【基盤助成・取り組み報告】NEWGATEデザイン公開相談会「私とデザイン」

  • 投稿日:
    2019.07.17(水)
  • written by:
    artsedit
  • 記事カテゴリー:
    文化芸術基盤整備促進支援事業
  • ジャンル:
    工芸デザイン
 去る7月11日(木)、公開相談会「私とデザイン」が行われました。
 この会は、皆さんが日ごろ悩んでいるチラシや商品、パッケージ、広告等に対し、デザインの視点からのアドバイスを通して、悩みの解決と参加者の学びにつなげることを狙いとし、初めて企画・実施されました。

 主催のNEWGATEは、平成30年度の文化芸術基盤整備促進支援事業を経て新潟市内のデザイナー有志が結成した団体です。新潟市内でデザインの力を活かせる人や場を増やしていくことを目指して活動しており、アーツカウンシル新潟では今年度も引き続き助成・支援をしています。
 会場のゆいぽーと・クリエイティブルーム2には、5組7名の相談者とデザインに関心を持つ聴講者7名、計14名の参加者が集まりました。

 講師はNEWGATEのデザイナー3名と株式会社Casokdo代表五十嵐洋さんの計4名です。五十嵐さんは東京を拠点に広報・宣伝活動の企画、コンサルティング等を手掛けており、今回はPRの専門家としてのゲスト講師です。
 相談者は持参したチラシや企画書等をもとにそれぞれの活動と相談事をプレゼンテーションしました。活動の分野や段階、悩みも異なる5件の相談がありました。

<相談事項>
・若い人から太極拳教室に参加してもらいたいが、どう広報すべきか?
・90年前の町の行事を復活させるにあたり、古臭さを感じさせず、かつ地域文化としての価値も伝えたいが、どんな見せ方ができるか?
・海外から新潟へ戻ってきたデザイナー。新潟で仕事を得ていくためにはどうすべきか?
・訪日外国人の医療機関受診を補助するツールを制作しており、今後の展開に助言が欲しい。
・アール・ブリュット公募展の作品募集のために作ったチラシのレビューを受けたい。
 それぞれの相談に対して講師からは、時に会場の笑いを取りながら、テンポよくアドバイスがなされました。例えばチラシの改善に対しては、情報の優先度によって文字に強弱をつけることや、目を引くロゴマークやキャッチコピーを効果的な活用等の指摘がありました。また、相談者への質問を通して「誰に」「何を」「どう」伝えたいのかを掘り下げ、伝達ツールとして紙かWebか、イベントを開くのか、それとも他の手段が有効なのかなど、デザイナー同士の議論もなされました。こうした議論の過程で相談者も自身の活動を振り返り、考えを整理することができたようです。
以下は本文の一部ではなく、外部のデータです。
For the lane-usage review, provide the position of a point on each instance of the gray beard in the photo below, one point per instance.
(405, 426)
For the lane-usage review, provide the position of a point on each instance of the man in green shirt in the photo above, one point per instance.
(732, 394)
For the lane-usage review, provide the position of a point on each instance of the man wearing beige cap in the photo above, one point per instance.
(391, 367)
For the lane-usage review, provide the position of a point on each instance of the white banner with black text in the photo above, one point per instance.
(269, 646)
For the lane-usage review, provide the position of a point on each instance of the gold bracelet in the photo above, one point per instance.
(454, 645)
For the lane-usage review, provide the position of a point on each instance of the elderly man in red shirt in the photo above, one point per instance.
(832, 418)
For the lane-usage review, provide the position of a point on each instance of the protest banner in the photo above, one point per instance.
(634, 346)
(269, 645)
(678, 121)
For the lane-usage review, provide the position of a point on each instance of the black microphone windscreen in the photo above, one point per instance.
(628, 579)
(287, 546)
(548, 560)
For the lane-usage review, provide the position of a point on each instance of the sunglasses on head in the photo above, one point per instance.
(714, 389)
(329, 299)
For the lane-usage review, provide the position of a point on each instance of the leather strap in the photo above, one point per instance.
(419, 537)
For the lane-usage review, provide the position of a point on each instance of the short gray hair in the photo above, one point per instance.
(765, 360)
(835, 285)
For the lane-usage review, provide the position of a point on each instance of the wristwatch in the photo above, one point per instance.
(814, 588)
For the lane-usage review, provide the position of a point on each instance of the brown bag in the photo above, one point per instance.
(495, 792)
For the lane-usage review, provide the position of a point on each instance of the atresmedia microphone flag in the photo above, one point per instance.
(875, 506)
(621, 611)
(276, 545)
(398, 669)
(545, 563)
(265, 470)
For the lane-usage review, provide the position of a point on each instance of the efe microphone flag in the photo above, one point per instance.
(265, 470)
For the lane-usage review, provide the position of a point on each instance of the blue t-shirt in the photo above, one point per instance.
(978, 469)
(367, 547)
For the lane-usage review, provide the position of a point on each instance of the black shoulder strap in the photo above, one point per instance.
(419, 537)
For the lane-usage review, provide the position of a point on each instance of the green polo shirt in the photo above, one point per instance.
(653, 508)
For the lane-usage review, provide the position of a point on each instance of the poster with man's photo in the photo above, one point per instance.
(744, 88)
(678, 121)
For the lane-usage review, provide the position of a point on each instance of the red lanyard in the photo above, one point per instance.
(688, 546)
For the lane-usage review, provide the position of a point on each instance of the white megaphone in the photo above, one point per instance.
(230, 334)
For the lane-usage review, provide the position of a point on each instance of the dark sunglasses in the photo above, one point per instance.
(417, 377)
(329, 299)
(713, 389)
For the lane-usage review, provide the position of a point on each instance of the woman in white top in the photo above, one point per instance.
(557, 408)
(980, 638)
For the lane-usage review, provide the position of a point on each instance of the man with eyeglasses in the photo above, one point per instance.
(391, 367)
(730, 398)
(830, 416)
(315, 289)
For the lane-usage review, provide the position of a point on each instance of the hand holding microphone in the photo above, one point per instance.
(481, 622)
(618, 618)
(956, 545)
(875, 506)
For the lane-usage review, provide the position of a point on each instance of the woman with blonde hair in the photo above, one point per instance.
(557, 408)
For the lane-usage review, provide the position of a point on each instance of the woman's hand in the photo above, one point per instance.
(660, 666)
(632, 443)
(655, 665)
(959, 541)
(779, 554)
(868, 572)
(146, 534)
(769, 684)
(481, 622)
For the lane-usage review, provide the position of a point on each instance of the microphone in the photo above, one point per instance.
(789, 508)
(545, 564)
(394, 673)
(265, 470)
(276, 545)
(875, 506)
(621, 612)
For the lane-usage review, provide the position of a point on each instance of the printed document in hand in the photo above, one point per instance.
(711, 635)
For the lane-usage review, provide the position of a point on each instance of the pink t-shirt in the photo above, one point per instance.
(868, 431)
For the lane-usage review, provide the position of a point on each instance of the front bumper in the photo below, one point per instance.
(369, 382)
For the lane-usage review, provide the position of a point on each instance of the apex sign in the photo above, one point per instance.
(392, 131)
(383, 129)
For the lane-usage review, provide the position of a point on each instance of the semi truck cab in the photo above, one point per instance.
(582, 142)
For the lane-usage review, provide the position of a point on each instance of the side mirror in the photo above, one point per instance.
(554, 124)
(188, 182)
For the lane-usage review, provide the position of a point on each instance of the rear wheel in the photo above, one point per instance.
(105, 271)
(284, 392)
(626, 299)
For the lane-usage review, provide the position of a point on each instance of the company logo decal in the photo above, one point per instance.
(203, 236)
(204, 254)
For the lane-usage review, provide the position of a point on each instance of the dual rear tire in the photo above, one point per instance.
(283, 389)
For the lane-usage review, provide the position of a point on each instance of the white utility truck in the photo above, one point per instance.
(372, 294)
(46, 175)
 1組あたり15~20分程度の相談でしたが、相談者からは「自分に足りていない情報が見つかった」や「自分の活動を今後どう進めれば良いかがわかった」等の声も聞かれ、デザイナーの思考に大いに刺激を受けた様子でした。また、主催するNEWGATEのメンバーも、デザインの思考やデザイナーの役割を市民の方々に知ってもらう機会として手応えを感じたようです。終了後には参加者間でも会話が弾み、横の繋がりも生まれました。

 同様の相談会は今後も開催を予定しています。アーツカウンシル新潟でも周知・告知を行いますので、機会がありましたらぜひご参加ください。